A colleague reached out to me
recently. After nearly 25 years at a major international humanitarian
organization, his position was being eliminated in a restructuring. He is not a
junior person. He is a seasoned enterprise architect with PMP, CISA, and ITIL
credentials, and a career that spans infrastructure, cloud migration, ERP
programs, and data architecture on a global scale.
His question, between the
lines, was the same question a lot of experienced IT professionals are sitting
with right now: where do I fit and what are my options?

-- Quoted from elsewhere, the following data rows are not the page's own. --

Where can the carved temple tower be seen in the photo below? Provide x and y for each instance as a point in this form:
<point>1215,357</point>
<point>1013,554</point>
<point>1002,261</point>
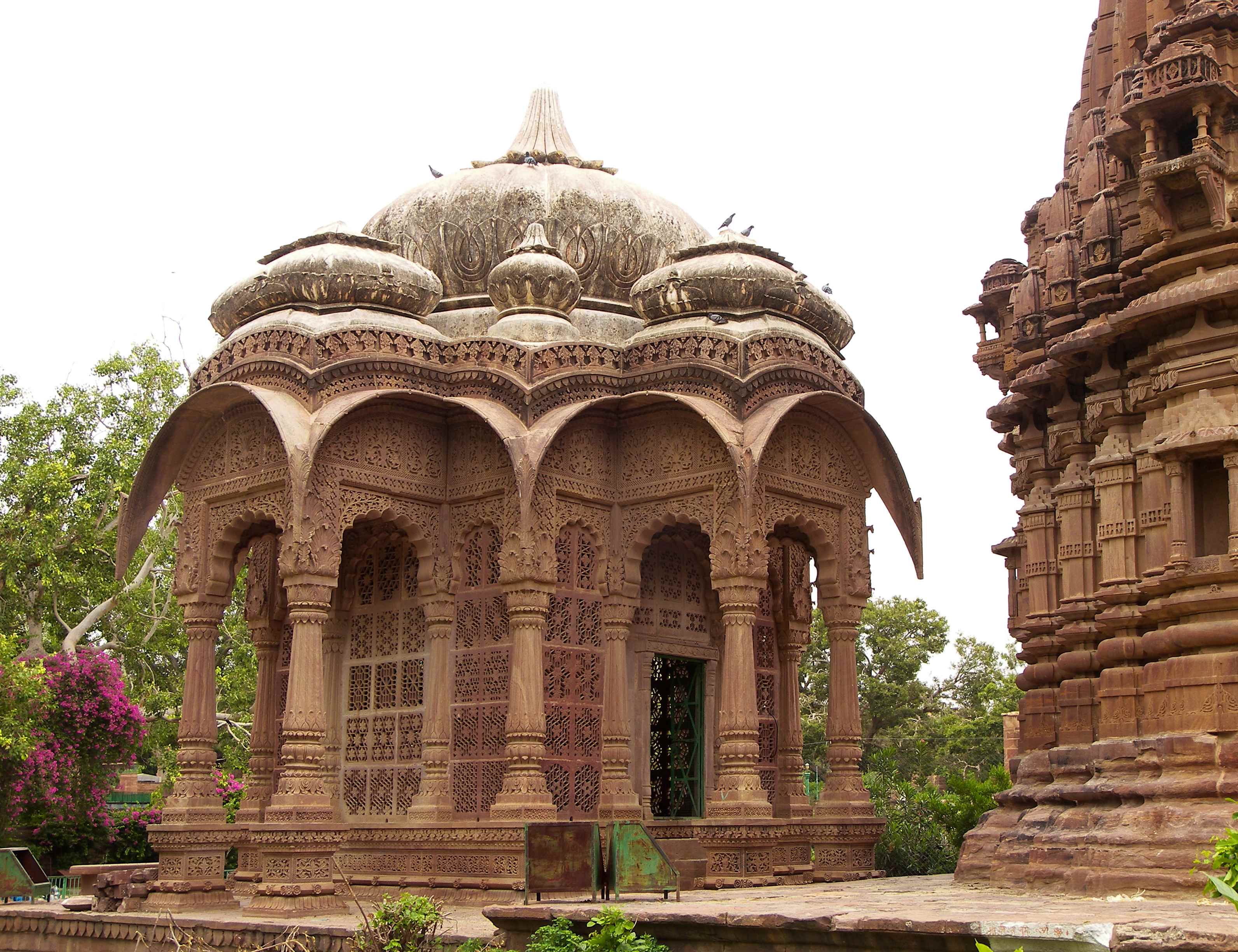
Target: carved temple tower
<point>1117,350</point>
<point>530,477</point>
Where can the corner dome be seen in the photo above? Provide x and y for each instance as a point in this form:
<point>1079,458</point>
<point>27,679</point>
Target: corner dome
<point>733,275</point>
<point>463,224</point>
<point>332,269</point>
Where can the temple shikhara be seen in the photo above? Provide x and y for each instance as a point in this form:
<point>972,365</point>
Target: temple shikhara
<point>1117,350</point>
<point>533,477</point>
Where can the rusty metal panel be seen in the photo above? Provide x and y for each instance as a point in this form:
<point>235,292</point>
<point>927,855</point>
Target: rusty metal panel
<point>21,876</point>
<point>563,858</point>
<point>638,864</point>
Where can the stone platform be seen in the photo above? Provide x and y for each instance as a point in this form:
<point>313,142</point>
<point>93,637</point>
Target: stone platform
<point>908,914</point>
<point>915,914</point>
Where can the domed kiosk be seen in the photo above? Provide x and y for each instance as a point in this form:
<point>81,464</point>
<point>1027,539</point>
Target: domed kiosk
<point>530,480</point>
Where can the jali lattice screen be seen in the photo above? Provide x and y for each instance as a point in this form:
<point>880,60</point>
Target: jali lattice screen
<point>572,680</point>
<point>481,665</point>
<point>384,685</point>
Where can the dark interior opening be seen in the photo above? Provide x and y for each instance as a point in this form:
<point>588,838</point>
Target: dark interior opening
<point>1210,492</point>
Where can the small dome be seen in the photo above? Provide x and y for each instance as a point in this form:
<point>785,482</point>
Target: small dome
<point>534,279</point>
<point>734,275</point>
<point>534,290</point>
<point>1002,275</point>
<point>332,269</point>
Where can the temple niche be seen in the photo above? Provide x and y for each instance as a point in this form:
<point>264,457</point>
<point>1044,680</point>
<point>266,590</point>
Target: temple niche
<point>533,480</point>
<point>1117,353</point>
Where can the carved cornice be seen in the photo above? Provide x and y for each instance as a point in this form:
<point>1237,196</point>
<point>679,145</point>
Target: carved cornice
<point>530,380</point>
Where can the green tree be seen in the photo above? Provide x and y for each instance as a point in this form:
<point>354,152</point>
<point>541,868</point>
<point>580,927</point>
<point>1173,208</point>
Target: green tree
<point>950,724</point>
<point>65,467</point>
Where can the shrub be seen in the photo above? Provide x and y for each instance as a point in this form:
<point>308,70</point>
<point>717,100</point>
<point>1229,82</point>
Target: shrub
<point>1224,858</point>
<point>402,924</point>
<point>128,842</point>
<point>927,822</point>
<point>612,931</point>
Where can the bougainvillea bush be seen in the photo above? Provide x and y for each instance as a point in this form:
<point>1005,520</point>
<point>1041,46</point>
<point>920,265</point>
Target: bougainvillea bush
<point>127,840</point>
<point>85,731</point>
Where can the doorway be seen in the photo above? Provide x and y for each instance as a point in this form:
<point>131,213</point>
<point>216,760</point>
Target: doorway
<point>677,732</point>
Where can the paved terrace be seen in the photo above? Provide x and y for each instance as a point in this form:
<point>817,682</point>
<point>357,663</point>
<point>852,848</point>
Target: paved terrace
<point>913,914</point>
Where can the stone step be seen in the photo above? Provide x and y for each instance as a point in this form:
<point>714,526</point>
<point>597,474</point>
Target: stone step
<point>689,858</point>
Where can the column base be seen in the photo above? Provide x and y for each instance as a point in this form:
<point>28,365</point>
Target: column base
<point>528,811</point>
<point>618,800</point>
<point>524,798</point>
<point>432,809</point>
<point>740,795</point>
<point>297,870</point>
<point>191,866</point>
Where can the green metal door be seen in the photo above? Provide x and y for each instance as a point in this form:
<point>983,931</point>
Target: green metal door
<point>677,737</point>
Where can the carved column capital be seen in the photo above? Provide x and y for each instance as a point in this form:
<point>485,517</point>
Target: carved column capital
<point>617,617</point>
<point>840,616</point>
<point>202,617</point>
<point>738,593</point>
<point>310,593</point>
<point>440,611</point>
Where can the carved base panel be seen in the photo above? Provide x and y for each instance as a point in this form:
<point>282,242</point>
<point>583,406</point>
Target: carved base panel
<point>1117,816</point>
<point>444,856</point>
<point>296,870</point>
<point>191,866</point>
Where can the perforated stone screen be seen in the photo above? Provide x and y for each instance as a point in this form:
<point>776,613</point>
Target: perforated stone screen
<point>572,680</point>
<point>384,685</point>
<point>481,669</point>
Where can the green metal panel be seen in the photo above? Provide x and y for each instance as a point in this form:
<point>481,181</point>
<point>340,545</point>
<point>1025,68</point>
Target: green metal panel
<point>637,864</point>
<point>677,737</point>
<point>21,876</point>
<point>66,887</point>
<point>118,798</point>
<point>563,858</point>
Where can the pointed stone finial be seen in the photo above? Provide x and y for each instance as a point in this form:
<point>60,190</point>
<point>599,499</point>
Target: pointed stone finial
<point>544,134</point>
<point>544,138</point>
<point>535,242</point>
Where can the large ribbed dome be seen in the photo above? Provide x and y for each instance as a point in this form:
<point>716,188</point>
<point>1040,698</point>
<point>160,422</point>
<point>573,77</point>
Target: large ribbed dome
<point>463,224</point>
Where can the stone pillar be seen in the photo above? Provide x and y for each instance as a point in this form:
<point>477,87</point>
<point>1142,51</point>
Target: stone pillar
<point>332,665</point>
<point>194,837</point>
<point>738,790</point>
<point>262,597</point>
<point>524,795</point>
<point>843,793</point>
<point>264,736</point>
<point>1177,472</point>
<point>301,831</point>
<point>1231,461</point>
<point>434,800</point>
<point>618,800</point>
<point>789,796</point>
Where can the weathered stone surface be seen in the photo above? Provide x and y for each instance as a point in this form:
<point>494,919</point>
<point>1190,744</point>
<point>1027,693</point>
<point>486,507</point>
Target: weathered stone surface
<point>1117,351</point>
<point>476,523</point>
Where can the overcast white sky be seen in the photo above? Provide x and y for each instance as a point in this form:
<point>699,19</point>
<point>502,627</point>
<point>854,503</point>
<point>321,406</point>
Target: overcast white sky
<point>889,149</point>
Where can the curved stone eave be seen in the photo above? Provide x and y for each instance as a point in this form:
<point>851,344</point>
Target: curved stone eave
<point>161,465</point>
<point>505,424</point>
<point>884,467</point>
<point>543,434</point>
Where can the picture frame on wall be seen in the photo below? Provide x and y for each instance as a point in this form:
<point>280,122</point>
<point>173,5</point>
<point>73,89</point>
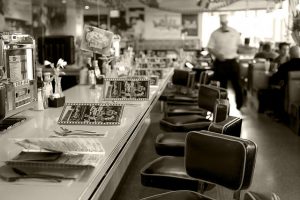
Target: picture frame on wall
<point>190,24</point>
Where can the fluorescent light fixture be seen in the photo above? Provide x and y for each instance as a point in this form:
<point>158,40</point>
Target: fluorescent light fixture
<point>114,13</point>
<point>189,65</point>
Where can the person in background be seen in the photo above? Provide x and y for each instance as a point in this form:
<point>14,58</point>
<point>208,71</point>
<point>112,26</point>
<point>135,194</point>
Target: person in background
<point>246,49</point>
<point>281,76</point>
<point>279,80</point>
<point>223,45</point>
<point>283,53</point>
<point>282,57</point>
<point>2,18</point>
<point>267,52</point>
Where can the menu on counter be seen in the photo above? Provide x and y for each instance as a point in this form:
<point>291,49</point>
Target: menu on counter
<point>91,114</point>
<point>58,153</point>
<point>126,89</point>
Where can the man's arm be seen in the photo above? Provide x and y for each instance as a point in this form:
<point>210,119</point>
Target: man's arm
<point>215,53</point>
<point>212,50</point>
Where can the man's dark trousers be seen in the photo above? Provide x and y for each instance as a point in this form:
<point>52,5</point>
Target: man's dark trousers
<point>229,70</point>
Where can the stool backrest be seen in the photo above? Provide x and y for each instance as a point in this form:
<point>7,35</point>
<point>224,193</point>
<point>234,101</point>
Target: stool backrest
<point>208,95</point>
<point>293,90</point>
<point>220,159</point>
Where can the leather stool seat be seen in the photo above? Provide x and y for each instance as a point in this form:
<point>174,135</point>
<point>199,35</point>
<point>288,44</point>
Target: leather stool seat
<point>182,195</point>
<point>169,173</point>
<point>173,143</point>
<point>186,122</point>
<point>258,196</point>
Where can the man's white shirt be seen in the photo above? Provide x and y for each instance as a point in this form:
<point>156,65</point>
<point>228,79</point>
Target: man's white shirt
<point>225,43</point>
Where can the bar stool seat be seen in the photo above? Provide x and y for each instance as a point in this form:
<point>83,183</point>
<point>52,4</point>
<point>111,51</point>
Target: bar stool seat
<point>165,170</point>
<point>182,195</point>
<point>173,143</point>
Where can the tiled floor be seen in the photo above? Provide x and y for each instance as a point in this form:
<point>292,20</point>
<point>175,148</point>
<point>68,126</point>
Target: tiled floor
<point>277,166</point>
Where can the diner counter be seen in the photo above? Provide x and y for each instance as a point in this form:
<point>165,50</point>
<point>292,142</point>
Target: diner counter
<point>120,145</point>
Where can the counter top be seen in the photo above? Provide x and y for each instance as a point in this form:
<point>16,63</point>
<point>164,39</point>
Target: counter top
<point>42,124</point>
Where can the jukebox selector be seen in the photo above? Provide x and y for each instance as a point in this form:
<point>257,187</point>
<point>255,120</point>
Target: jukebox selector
<point>18,90</point>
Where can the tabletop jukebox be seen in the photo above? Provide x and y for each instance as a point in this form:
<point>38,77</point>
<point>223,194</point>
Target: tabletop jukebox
<point>18,90</point>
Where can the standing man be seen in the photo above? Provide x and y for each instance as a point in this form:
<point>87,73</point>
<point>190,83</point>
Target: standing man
<point>223,45</point>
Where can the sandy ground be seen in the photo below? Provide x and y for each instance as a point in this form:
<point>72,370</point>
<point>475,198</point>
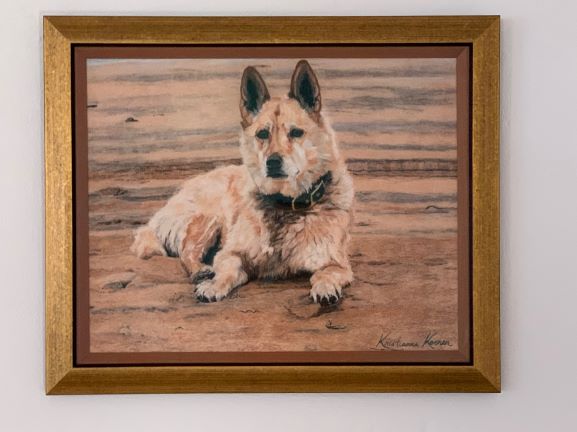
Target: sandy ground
<point>395,120</point>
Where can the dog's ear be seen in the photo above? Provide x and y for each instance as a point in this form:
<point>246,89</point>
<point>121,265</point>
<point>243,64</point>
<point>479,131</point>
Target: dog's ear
<point>305,88</point>
<point>253,94</point>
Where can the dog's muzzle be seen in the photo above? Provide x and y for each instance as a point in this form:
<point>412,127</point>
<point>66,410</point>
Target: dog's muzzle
<point>274,166</point>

We had a good conversation.
Here is what I shared with him.
The Job Market Has Changed. So Has the Competition.
Here is what is actually
happening in hiring right now: it is often AI talking to AI. Candidates are
using AI to generate resumes and cover letters. HR systems are using AI to
screen and rank them. By the time a human being gets involved, you may already
be in or out of the pile.[1]
That creates a trap. If your
resume looks like an AI wrote it, and the screener is AI, you will score like
everyone else who used AI. You will be generic. You will be invisible.
The way out of that trap is the
same principle that has always applied in marketing: long copy sells. Tell a
story. Not a list of job duties. Not a summary paragraph full of keywords. A
story: here is a problem I faced, here is what I did, here is what happened as
a result. What did the organization gain? What did you learn? That kind of
resume stands out precisely because most submissions do not have it.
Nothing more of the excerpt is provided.